After several years of program changes, the reverse mortgage industry is facing its biggest change yet: the Financial Assessment.
“We are on the cusp of entering a new era of the business” said Peter Bell, president and CEO of the National Reverse Mortgage Lenders Association during its eastern regional event in New York City.
The assessment is meant to provide a set of underwriting standards that borrowers must meet in order obtain a reverse mortgage. This new process, while it could impact volume in the short term, should be beneficial to the industry over the long term, according to industry participants. Many have implemented training programs and other preparations in advance of the changes to ready for the assessment’s implementation.
“Everybody needs to embrace the changes,” said Joe Demarkey, principal at Reverse Mortgage Funding. “This industry has been ridiculously resilient. We survive every single time [there are changes to the program].”
American Advisors Group (AAG), the largest reverse mortgage lender in the country, anticipates it could see a 10% to 12% drop in business as a result of the changes being made. Other lenders have made separate estimates ranging from as little as 3% to 5% to more than 15%.

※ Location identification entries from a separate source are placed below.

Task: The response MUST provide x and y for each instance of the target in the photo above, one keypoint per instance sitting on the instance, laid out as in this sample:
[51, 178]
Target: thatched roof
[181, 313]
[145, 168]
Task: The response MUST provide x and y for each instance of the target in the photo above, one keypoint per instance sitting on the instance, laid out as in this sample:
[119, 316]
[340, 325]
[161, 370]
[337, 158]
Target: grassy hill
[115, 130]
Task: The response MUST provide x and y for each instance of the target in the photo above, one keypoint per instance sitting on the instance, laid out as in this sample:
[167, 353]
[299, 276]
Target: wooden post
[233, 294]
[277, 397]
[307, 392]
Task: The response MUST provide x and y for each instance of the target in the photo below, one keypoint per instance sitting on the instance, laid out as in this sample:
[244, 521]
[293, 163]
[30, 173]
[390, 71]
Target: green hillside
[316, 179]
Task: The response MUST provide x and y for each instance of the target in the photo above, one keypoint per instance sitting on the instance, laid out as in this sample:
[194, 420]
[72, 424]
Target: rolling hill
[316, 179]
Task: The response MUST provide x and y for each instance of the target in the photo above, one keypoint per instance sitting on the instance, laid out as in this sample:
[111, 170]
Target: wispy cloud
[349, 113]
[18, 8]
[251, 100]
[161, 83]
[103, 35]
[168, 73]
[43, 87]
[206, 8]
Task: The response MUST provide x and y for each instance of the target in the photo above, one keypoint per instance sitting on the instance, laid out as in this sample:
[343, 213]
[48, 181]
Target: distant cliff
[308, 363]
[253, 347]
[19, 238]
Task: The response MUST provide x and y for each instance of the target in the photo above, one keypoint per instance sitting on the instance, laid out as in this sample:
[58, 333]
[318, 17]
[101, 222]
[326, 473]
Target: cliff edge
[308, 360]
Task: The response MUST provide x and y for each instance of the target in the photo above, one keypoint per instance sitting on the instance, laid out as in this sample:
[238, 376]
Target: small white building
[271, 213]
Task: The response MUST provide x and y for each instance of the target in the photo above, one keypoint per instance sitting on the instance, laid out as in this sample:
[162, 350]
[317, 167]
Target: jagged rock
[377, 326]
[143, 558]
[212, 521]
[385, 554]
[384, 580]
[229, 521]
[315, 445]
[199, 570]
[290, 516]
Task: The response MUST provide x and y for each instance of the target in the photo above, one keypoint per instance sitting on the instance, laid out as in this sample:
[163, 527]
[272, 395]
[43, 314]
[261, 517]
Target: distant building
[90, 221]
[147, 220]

But despite the expected short-term decrease in business, after a last-minute delay to the rollout of the changes now scheduled for April 27th, some in the industry are ready to move on and see how it impacts the industry overall.
“We are excited to get it on with. It’s a new chapter for the industry,” said Reza Jahangiri, AAG’s chief executive officer.
The new chapter or era that lenders are describing has been a long time coming.
Over the last three years, the industry has adapted to several principal limit changes, utilization restrictions, counseling changes, and now the Financial Assessment — which many hope could be the last major change for some time.
“Financial Assessment is the last leg to the structural changes to make the program sustainable,” Demarkey said.